Perhaps most importantly, a parent who has had a child removed should refrain from making attacks on the social service agency, foster parents, other parties or otherwise attempting to focus the attention of the case elsewhere in the case. Courts take a dim view of this. A proceeding focused on child abuse or neglect in a family court is not a criminal matter and there is no presumption of guilt or innocence. In fact, if the state is required to prove their case to the Court at trial, the standard they have to meet to win their case is much lower than the criminal standard and if a parent makes the argument that the social services agency is out to get them or the foster system is destroying their family, the Court could look at this as evidence against the parent.
While overall, a child abuse or neglect case will be contested if it is before the Court, most of these cases settle. Those that don’t are generally ones that the parent refuses to cooperate or follow their attorneys’ guidance or one of the rare cases where there was no basis for the removal and the matter must be litigated.
Overall, if a parent is caught up a child removal case, realize that the state understands your relationship with your child and that it is in their interest as well to foster the parent/child relationship. Hire and attorney and follow each and every bit of advice they give you. Do nothing, talk to no one and don’t sign anything without your attorneys’ approval. Realize that things are not going to happen immediately and that the case may take some time to run its course. Do not take the role of the victim and pronounce that the state or anyone “has it out for you.” This will further complicate an already complicated matter. As the case moves along you will be allowed to see your child and may have physical custody returned to you.
I said earlier that it is extremely rare for children to be removed as a result of a mistake or where nothing has happened. In virtually every case I ever handled, initially the parent, often in the face of overwhelming evidence of abuse or neglect, refused to accept any responsibility for their actions or to understand how their conduct lead to the removal of their child. However, in virtually every one of these cases, these same parents were quick to point out that there were many parents that harmed or abused their children and that the social services agency should be dealing with these cases. I am sure if I asked these other parents who had had their children removed they would have provided a similar overview of the process. The nutshell of this is that we live in a reality where children are harmed and abused.

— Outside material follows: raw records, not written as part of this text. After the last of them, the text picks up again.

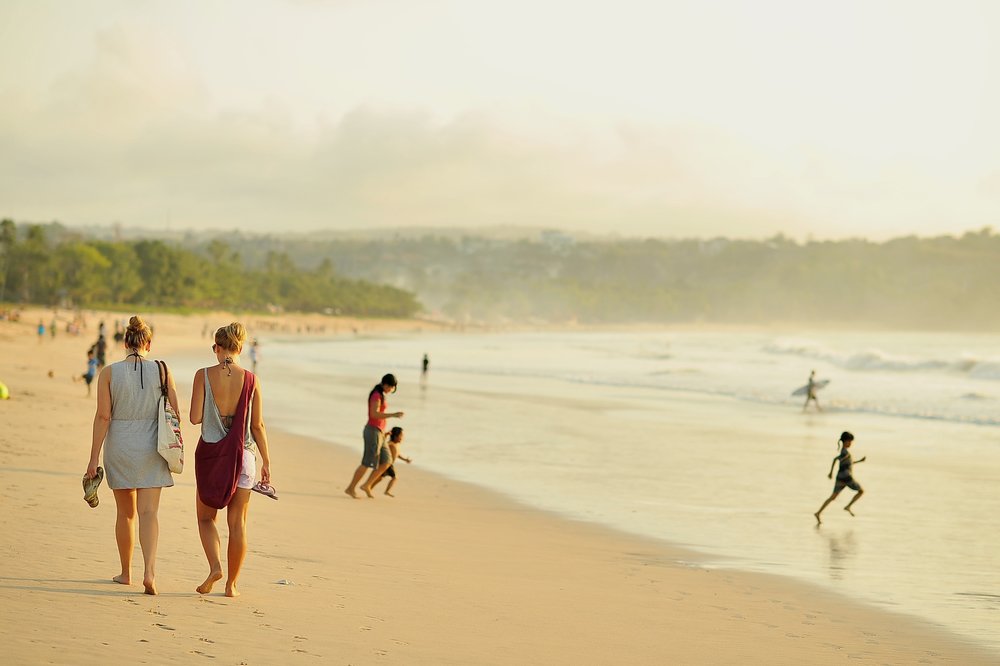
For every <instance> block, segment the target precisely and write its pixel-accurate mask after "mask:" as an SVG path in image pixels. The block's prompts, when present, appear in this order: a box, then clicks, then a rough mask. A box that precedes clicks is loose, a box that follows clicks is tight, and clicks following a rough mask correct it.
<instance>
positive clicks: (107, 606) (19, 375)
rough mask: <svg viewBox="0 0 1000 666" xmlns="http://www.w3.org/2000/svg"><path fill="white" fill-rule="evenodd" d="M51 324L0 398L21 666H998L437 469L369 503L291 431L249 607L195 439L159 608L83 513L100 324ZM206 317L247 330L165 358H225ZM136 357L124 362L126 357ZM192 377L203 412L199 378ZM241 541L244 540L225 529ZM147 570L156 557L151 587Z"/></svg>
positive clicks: (406, 472)
mask: <svg viewBox="0 0 1000 666" xmlns="http://www.w3.org/2000/svg"><path fill="white" fill-rule="evenodd" d="M50 314H51V313H47V315H48V316H46V321H48V318H49V316H50ZM38 316H39V313H38V312H37V311H35V312H31V311H28V312H26V313H25V316H24V318H23V319H22V322H21V323H20V324H13V323H9V322H0V381H3V382H4V383H6V384H7V385H8V387H9V388H10V390H11V394H12V399H11V400H9V401H3V402H0V507H2V509H3V510H2V511H0V534H2V535H3V536H2V537H0V553H2V556H3V562H4V567H3V573H2V575H0V627H2V632H3V638H4V639H5V640H4V643H5V645H4V649H5V652H6V654H5V661H6V662H7V663H15V664H34V663H60V664H61V663H66V664H98V663H128V662H135V663H156V664H161V663H197V658H199V657H202V658H210V659H213V660H214V663H225V664H269V663H286V662H287V663H331V664H525V663H529V664H610V663H615V664H618V663H626V664H664V663H685V664H728V663H733V664H735V663H741V664H742V663H768V664H803V663H809V664H828V663H829V664H840V663H844V662H846V661H848V660H851V661H854V660H858V661H860V662H861V663H878V664H915V663H957V664H979V663H983V664H985V663H996V656H995V654H992V653H989V652H986V651H984V650H981V649H980V648H978V647H977V646H975V645H971V644H969V643H968V642H967V641H964V640H962V639H960V638H958V637H955V636H953V635H951V634H948V633H945V632H943V631H941V630H939V629H937V628H936V627H934V626H932V625H930V624H927V623H923V622H920V621H919V620H915V619H913V618H911V617H909V616H906V615H896V614H892V613H889V612H886V611H882V610H879V609H875V608H872V607H869V606H866V605H863V604H859V603H855V602H852V601H850V600H848V599H846V598H843V597H839V596H837V595H834V594H831V593H828V592H825V591H822V590H820V589H819V588H816V587H812V586H809V585H806V584H802V583H798V582H795V581H791V580H787V579H783V578H779V577H774V576H768V575H764V574H756V573H744V572H737V571H730V570H718V569H709V568H706V567H704V566H701V565H700V564H699V558H698V556H697V555H695V554H692V553H690V552H687V551H684V550H683V549H680V548H673V547H671V546H669V545H667V544H663V543H660V542H656V541H652V540H645V539H641V538H638V537H633V536H629V535H627V534H623V533H619V532H615V531H612V530H608V529H604V528H601V527H599V526H595V525H590V524H587V523H581V522H571V521H567V520H564V519H561V518H559V517H556V516H553V515H549V514H546V513H544V512H540V511H536V510H533V509H531V508H529V507H526V506H523V505H520V504H517V503H515V502H513V501H511V500H509V499H506V498H504V497H502V496H500V495H497V494H494V493H492V492H489V491H486V490H482V489H479V488H477V487H474V486H470V485H466V484H462V483H458V482H455V481H452V480H449V479H447V478H444V477H440V476H435V475H433V474H430V473H427V472H425V471H422V470H421V469H420V468H419V465H411V466H407V467H405V468H404V469H405V478H404V479H402V480H401V483H400V484H399V485H398V486H397V495H398V496H397V497H396V498H395V499H393V498H387V497H385V496H383V495H377V498H376V499H374V500H368V499H362V500H352V499H350V498H348V497H347V496H346V495H344V493H343V487H344V486H345V485H346V482H347V480H348V478H349V477H350V474H351V472H352V471H353V469H354V468H355V467H356V465H357V463H358V459H359V457H360V437H359V441H358V442H344V444H345V445H346V446H345V447H336V446H330V445H329V444H324V443H321V442H317V441H315V440H311V439H308V438H304V437H298V436H291V435H287V434H283V433H281V432H277V431H274V430H271V431H270V433H269V434H270V440H271V450H272V453H271V455H272V474H273V480H274V484H275V486H276V487H277V488H278V490H279V494H280V499H279V500H278V501H276V502H275V501H271V500H268V499H266V498H264V497H261V496H256V495H255V496H254V497H253V499H252V501H251V507H250V517H249V541H250V550H249V553H248V556H247V560H246V562H245V565H244V568H243V574H242V577H241V581H240V589H241V591H242V596H241V597H239V598H237V599H228V598H226V597H225V596H223V594H222V592H223V586H222V585H218V586H217V587H216V590H215V592H214V593H213V594H211V595H207V596H202V595H198V594H197V593H195V592H194V587H195V586H196V585H198V584H199V583H200V582H201V581H202V579H203V578H204V576H205V574H206V572H207V571H206V570H207V565H206V563H205V559H204V554H203V552H202V550H201V545H200V543H199V540H198V533H197V525H196V522H195V513H194V494H195V489H194V474H193V453H194V445H195V443H196V442H197V434H198V432H197V429H196V428H195V427H192V426H190V425H187V426H185V428H184V431H185V438H186V442H187V447H188V449H187V450H188V468H187V469H186V470H185V473H184V474H183V475H180V476H178V477H176V481H177V485H176V486H175V487H173V488H170V489H165V490H164V492H163V496H162V500H161V507H160V544H159V556H158V562H157V572H158V574H157V586H158V588H159V591H160V594H159V595H158V596H155V597H152V596H146V595H143V594H142V588H141V586H140V585H138V584H136V585H132V586H130V587H126V586H121V585H118V584H116V583H113V582H112V581H111V576H112V575H114V574H116V573H117V567H118V562H117V554H116V550H115V544H114V534H113V527H114V516H115V512H114V499H113V497H112V495H111V491H110V490H109V489H108V488H107V487H106V486H102V487H101V491H100V497H101V504H100V506H99V507H97V508H96V509H91V508H90V507H88V506H87V505H86V504H85V503H84V502H83V499H82V497H83V491H82V488H81V485H80V479H81V477H82V474H83V472H84V470H85V468H86V463H87V458H88V455H89V449H90V432H91V424H92V420H93V413H94V407H95V404H96V399H94V398H90V399H88V398H85V397H84V394H85V392H86V391H85V387H84V385H83V384H82V383H73V382H72V381H71V377H72V376H73V375H78V374H80V373H82V372H83V369H84V366H85V355H84V352H85V349H86V347H87V346H88V344H89V341H90V340H91V338H92V337H95V335H94V334H93V333H94V331H96V318H95V317H91V318H90V326H91V331H90V334H87V335H84V336H81V337H79V338H71V337H69V336H67V335H66V334H65V333H63V332H62V331H60V332H59V334H58V335H57V336H56V338H55V339H54V340H53V339H51V338H48V337H46V339H45V340H44V341H42V342H39V341H38V340H37V336H36V335H35V333H34V327H35V325H37V321H38ZM43 316H45V313H43ZM150 319H154V318H153V317H150ZM206 319H208V320H210V321H212V323H213V325H216V324H222V323H225V322H226V321H228V320H229V319H228V318H226V317H219V318H216V319H217V320H218V321H215V320H213V319H211V318H206V317H205V316H197V317H182V316H179V315H159V316H157V317H155V324H156V328H157V338H156V340H154V348H153V351H152V354H151V355H152V356H153V357H155V358H164V359H166V360H167V361H168V363H169V362H170V361H171V358H172V357H175V356H176V357H180V356H181V355H188V356H190V355H192V354H198V353H199V351H198V350H201V348H202V347H205V349H204V352H205V357H206V359H208V360H210V357H209V355H208V353H207V351H208V350H207V346H206V344H207V342H208V341H207V339H206V338H203V337H201V336H200V335H199V334H200V331H201V329H202V326H203V321H205V320H206ZM108 323H109V326H110V320H108ZM343 325H344V328H343V329H342V330H351V324H349V323H347V324H343ZM365 325H366V326H372V325H374V324H370V323H366V324H365ZM382 325H385V326H394V327H400V328H398V329H397V330H406V327H407V326H409V325H410V324H407V323H398V322H396V323H393V322H384V323H382ZM296 328H298V327H296ZM330 330H332V327H331V329H330ZM327 332H329V330H328V331H327ZM119 358H121V354H120V353H118V352H117V350H112V351H109V355H108V360H109V362H111V361H114V360H118V359H119ZM50 370H51V371H52V372H53V374H54V377H51V378H50V377H49V376H48V372H49V371H50ZM177 379H178V384H179V390H180V393H181V405H182V410H183V412H184V413H185V414H186V412H187V405H188V401H189V396H190V393H189V385H190V378H189V377H178V378H177ZM265 390H266V386H265ZM265 395H266V393H265ZM265 408H266V398H265ZM317 418H323V415H317ZM359 430H360V424H359ZM626 491H627V489H623V492H626ZM220 531H221V532H222V534H223V538H225V528H224V523H223V524H222V526H221V527H220ZM141 566H142V557H141V553H140V552H139V549H138V545H137V546H136V555H135V558H134V561H133V578H134V580H138V578H139V575H140V573H141ZM901 610H903V611H905V609H901Z"/></svg>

The duty to protect these children falls to the state and laws have been enacted to address this situation. Should someone not like the system or the way it operates, the answer or remedy lies not in attacking the social service agencies, the social workers or foster parents. Sure there have been cases where corruption or even incompetence has been shown, but this is the exception rather than the rule. If someone dislikes the system, the answer to the problem, the path to change it to take the matter up with your elected officials and have the law changed, but wait until you have been reunified with your children – they are the number one priority in this process.